The schools are a beacon for children from all neighborhoods, and admission is weighted to allocate spots among different income groups. The idea is to bring in high achievers from all backgrounds, ensuring that children from difficult circumstances can thrive. At Jones College Prep High School, 91% of students read at grade level. At Northside College Prep, 92% do, according to Wirepoints and the Illinois State Board of Education.
But Chicago Mayor Brandon Johnson sees the success of black and Hispanic students at selective-enrollment schools as a threat. “When those students succeed at a selective enrollment, particularly black students,” Mr. Johnson said in a 2018 conversation, “what ends up happening is all other black students who don’t meet those same standards get shamed. . . . ‘See, so and so made it out, what’s your problem?’”
His solution is the equality of failure. The Chicago Teachers Union (CTU) agrees, noting in a statement that while selective-enrollment schools were intended to desegregate school districts, they have now “contributed to more segregation.” The lack of resources at neighborhood schools, they say, is a form of “educational apartheid” while selective enrollment schools “uplift the few and usher in inequities to the many.” In fact, selective enrollments narrow the racial achievement gap that is typical in Chicago.
At Bronzeville Classical Elementary, a selective school on the south side, 73% of students are black and 72% of the black students read at grade level. For other public schools in the district, only 26% of students read at grade level, according to the Illinois Report Card. Perversely, the school board would prefer to cancel Bronzeville and send more children to lousy neighborhood schools.
The school board claims selective enrollment succeeds at the expense of neighborhood schools. The truth is they succeed where neighborhood schools are already failing. They are on the chopping block because their success undermines the union line that public schools merely need more money.

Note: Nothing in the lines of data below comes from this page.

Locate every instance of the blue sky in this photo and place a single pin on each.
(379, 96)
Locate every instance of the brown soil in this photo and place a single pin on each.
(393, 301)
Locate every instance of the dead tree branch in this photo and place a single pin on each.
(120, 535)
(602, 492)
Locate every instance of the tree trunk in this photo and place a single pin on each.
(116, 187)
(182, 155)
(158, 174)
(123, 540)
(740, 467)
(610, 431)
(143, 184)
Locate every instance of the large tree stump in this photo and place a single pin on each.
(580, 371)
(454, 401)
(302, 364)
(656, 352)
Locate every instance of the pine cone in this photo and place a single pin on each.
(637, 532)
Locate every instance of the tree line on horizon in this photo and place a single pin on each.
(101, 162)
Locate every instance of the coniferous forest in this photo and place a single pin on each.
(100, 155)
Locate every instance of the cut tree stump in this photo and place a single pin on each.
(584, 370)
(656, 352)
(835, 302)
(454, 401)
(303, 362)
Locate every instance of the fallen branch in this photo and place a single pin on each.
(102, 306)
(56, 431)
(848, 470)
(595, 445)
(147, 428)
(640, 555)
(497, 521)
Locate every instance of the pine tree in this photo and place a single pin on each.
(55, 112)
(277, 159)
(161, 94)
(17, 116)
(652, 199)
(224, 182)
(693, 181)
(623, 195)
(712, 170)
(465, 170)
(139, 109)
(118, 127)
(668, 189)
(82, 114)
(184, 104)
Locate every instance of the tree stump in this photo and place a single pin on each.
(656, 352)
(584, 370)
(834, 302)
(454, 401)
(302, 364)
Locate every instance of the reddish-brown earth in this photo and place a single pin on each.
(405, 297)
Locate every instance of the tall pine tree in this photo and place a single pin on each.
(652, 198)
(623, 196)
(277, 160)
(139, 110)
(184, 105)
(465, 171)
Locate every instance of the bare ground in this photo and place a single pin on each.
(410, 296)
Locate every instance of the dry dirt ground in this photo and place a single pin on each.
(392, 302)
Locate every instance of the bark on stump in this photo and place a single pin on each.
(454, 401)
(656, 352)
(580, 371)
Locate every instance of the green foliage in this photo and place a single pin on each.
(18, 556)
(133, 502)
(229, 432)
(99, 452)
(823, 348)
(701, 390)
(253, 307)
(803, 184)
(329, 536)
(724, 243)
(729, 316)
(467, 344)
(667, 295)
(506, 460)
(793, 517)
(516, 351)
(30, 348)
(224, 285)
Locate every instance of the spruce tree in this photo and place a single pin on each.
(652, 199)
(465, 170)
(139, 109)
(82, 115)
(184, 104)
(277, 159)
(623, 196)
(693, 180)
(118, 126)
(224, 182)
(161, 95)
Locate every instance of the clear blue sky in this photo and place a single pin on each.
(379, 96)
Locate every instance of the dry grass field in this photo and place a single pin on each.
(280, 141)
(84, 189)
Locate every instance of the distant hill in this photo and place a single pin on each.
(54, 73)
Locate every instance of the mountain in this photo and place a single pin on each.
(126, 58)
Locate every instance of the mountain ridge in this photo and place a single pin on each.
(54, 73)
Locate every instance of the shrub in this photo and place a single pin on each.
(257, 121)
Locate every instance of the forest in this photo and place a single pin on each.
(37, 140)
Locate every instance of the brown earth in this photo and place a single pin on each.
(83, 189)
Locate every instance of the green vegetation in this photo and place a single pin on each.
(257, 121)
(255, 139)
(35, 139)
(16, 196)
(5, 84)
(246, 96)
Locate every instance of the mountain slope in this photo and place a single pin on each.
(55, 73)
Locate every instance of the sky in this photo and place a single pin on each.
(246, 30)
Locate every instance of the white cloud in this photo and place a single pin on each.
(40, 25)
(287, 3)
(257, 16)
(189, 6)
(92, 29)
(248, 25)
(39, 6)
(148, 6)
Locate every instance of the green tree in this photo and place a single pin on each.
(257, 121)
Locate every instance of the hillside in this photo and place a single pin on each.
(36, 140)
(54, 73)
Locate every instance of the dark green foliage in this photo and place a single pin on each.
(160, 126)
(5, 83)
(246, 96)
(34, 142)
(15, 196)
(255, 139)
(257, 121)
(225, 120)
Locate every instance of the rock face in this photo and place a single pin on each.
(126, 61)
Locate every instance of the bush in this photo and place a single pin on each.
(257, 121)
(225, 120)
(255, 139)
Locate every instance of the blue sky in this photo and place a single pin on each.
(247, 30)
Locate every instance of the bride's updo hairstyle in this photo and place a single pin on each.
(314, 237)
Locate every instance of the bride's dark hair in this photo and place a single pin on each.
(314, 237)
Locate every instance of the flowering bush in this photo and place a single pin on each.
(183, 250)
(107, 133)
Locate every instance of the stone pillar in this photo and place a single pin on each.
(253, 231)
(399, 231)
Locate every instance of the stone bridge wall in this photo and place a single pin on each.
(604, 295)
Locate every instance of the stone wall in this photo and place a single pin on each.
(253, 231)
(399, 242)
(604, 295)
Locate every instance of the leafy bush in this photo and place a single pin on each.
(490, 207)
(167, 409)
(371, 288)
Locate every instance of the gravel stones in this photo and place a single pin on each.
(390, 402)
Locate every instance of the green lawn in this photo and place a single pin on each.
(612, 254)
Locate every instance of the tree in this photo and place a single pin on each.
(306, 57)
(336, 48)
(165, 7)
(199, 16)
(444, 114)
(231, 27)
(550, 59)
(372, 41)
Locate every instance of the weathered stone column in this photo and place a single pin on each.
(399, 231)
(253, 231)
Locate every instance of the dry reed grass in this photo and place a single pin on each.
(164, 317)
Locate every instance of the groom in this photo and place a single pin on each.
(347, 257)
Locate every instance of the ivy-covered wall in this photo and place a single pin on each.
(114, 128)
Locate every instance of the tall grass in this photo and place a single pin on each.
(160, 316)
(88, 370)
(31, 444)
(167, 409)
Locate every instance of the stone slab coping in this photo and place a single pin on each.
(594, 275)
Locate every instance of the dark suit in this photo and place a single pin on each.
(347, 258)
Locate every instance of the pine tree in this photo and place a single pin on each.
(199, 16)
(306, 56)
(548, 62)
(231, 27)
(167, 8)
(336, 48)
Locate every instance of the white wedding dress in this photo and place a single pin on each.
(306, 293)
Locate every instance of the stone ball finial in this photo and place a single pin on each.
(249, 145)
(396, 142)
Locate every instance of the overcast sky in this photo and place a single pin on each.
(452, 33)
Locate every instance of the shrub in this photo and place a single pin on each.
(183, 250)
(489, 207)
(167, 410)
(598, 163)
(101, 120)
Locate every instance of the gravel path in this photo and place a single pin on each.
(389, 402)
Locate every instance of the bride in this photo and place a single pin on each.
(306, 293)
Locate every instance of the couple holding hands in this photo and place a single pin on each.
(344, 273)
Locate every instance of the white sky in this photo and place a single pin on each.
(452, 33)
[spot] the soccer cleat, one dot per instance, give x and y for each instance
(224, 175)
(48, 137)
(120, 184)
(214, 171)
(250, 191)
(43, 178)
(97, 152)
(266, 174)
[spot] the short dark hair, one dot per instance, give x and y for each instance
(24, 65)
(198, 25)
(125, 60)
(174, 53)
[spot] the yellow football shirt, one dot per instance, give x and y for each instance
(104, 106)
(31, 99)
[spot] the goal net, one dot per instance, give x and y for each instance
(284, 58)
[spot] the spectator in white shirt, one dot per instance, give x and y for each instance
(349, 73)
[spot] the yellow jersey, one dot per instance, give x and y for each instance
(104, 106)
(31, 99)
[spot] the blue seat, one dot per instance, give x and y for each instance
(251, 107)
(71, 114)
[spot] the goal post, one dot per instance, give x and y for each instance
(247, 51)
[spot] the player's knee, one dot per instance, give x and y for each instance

CTU President Stacy Davis Gates sends her son to private school, but many can’t afford that option. The CTU worked hard to end a scholarship program that allowed families school choice at local private schools. Now they are seeking to end a route to academic achievement even at union-staffed public schools. Mr. Johnson said during his campaign that he wouldn’t end the school’s selective-enrollment schools. What does he say now?